I love reading the letters of complaint that authors write in response to negative reviews. The New York Times Book Review and the New York Review of Books print many of them. These letters are like poetry -- brief and difficult to write (it's hard to avoid sounding grumpy) -- but more emotional and easier to understand. So when Dr. John Ford, a professor at the UCLA medical school, posted a review of my recently-published book The Shangri-La Diet , I was eager to reply. At some schools for sushi chefs, students do not touch fish until their third year. Likewise, I would finally get to do something I had studied a long time.
I tried to write a spare, just-the-facts response correcting Dr. Ford's mistakes. Here is what I wrote.
Had years of observation and appreciation paid off? Had I managed to write a reply that wasn't irritating? This complaint from a blogger made me uneasy: "What I found surprising was Roberts' cheap shot about how slack medical school professors/ researchers are when it comes to contribution to the collective pool of knowledge in medical science of weight loss." I wasn't sure what cheap shot meant, but obviously it was a criticism. Then a friend said "I liked your reply up until the end." Uh-oh.
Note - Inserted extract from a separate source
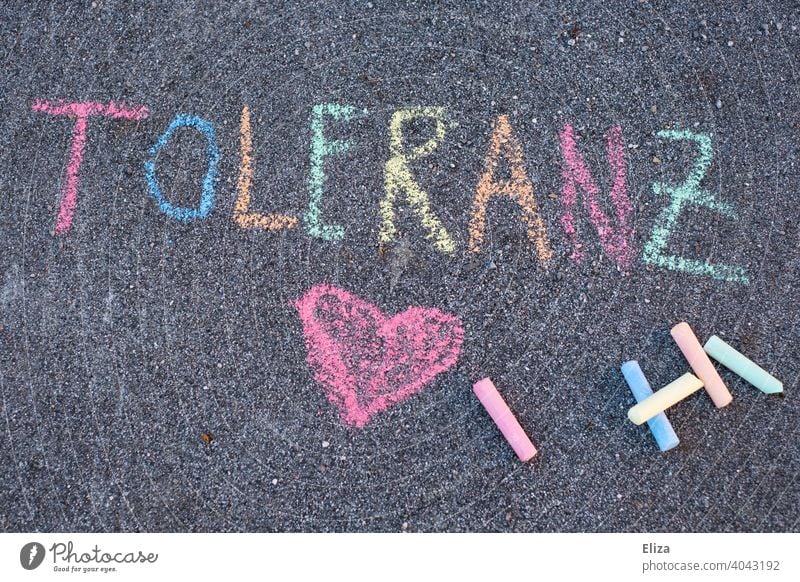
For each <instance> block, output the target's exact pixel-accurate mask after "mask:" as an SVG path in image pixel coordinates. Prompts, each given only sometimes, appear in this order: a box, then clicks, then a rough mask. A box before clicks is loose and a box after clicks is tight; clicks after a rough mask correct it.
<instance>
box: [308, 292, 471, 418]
mask: <svg viewBox="0 0 800 582" xmlns="http://www.w3.org/2000/svg"><path fill="white" fill-rule="evenodd" d="M295 307H296V308H297V311H298V313H299V315H300V319H301V321H302V322H303V334H304V335H305V343H306V349H307V350H308V365H309V366H311V369H312V370H313V371H314V377H315V378H316V379H317V381H318V382H319V383H320V384H322V386H323V387H324V389H325V393H326V395H327V396H328V400H330V401H331V402H332V403H333V404H334V405H336V406H337V407H338V408H339V414H340V416H341V418H342V422H344V423H345V424H349V425H352V426H358V427H361V426H364V425H365V424H367V422H369V420H370V419H371V418H372V417H373V416H374V415H375V414H377V413H378V412H380V411H382V410H385V409H387V408H389V407H390V406H392V405H394V404H397V403H398V402H401V401H402V400H405V399H406V398H408V397H409V396H411V395H412V394H416V393H417V392H419V391H420V390H422V388H423V387H424V386H425V385H426V384H428V383H429V382H430V381H431V380H433V378H434V377H436V375H437V374H440V373H442V372H444V371H445V370H447V369H449V368H450V367H451V366H452V365H453V364H455V363H456V361H457V360H458V356H459V354H460V353H461V343H462V342H463V340H464V329H463V327H462V326H461V320H459V319H458V318H457V317H455V316H454V315H449V314H447V313H444V312H442V311H439V310H438V309H433V308H430V307H409V308H408V309H406V310H405V311H404V312H403V313H399V314H397V315H395V316H394V317H386V316H385V315H384V314H383V313H382V312H381V310H380V309H378V308H377V307H376V306H374V305H372V304H371V303H368V302H367V301H364V300H363V299H361V298H359V297H356V296H355V295H353V294H351V293H348V292H347V291H345V290H343V289H339V288H338V287H333V286H331V285H325V284H319V285H314V286H313V287H312V288H311V289H309V290H308V291H307V292H306V293H305V294H304V295H303V296H302V297H301V298H300V299H298V300H297V301H296V302H295Z"/></svg>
Two people had complained about the same thing.
To get a better picture of the quality of my reply, I posted it on the forums at shangriladiet.com: and asked for comments. The forums have more than 10,000 posts and about 1000 members. Among the 30-odd replies was this: "The content of your rebuttal seems valid but I wonder if a less reactive/emotional tone to your response would be warranted. . . . A courtier-like style of conduct would serve you well and would be a stark contrast to the arrogant and dismissive tone of [Ford's] review." This, I could tell, was excellent advice, even if I didn't know exactly what "courtier-like" meant. (Later, it was explained that "a courtier learned to master the art of indirection; he asserted power over others in the most oblique and graceful manner.") It made me wish I had solicited comments before I posted my reply.
At the same time we have Stephen Colbert's truthiness, a new type of truth (based on instinct rather than fact), could network TV's polar opposite, the Internet, be bringing us another new type of truth (wise, hard, and not yet named)? During 20-odd years as a university professor, I have showed most of my work to colleagues but rarely have I gotten feedback so sensible, helpful, and far-reaching. The usual critique I receive -- and I assume others receive -- is about this and that detail, not something comprehensive and original. Not that my colleagues can't be comprehensive and original, it's just that they don't show these qualities when they comment on my papers. My guess is it's a rule they follow: no serious critiques. I learned this lesson the hard way. Years ago a professor at another university sent me her paper for comments and I replied with some broad and non-trivial questions I thought she could answer. Oops. She never spoke to me again.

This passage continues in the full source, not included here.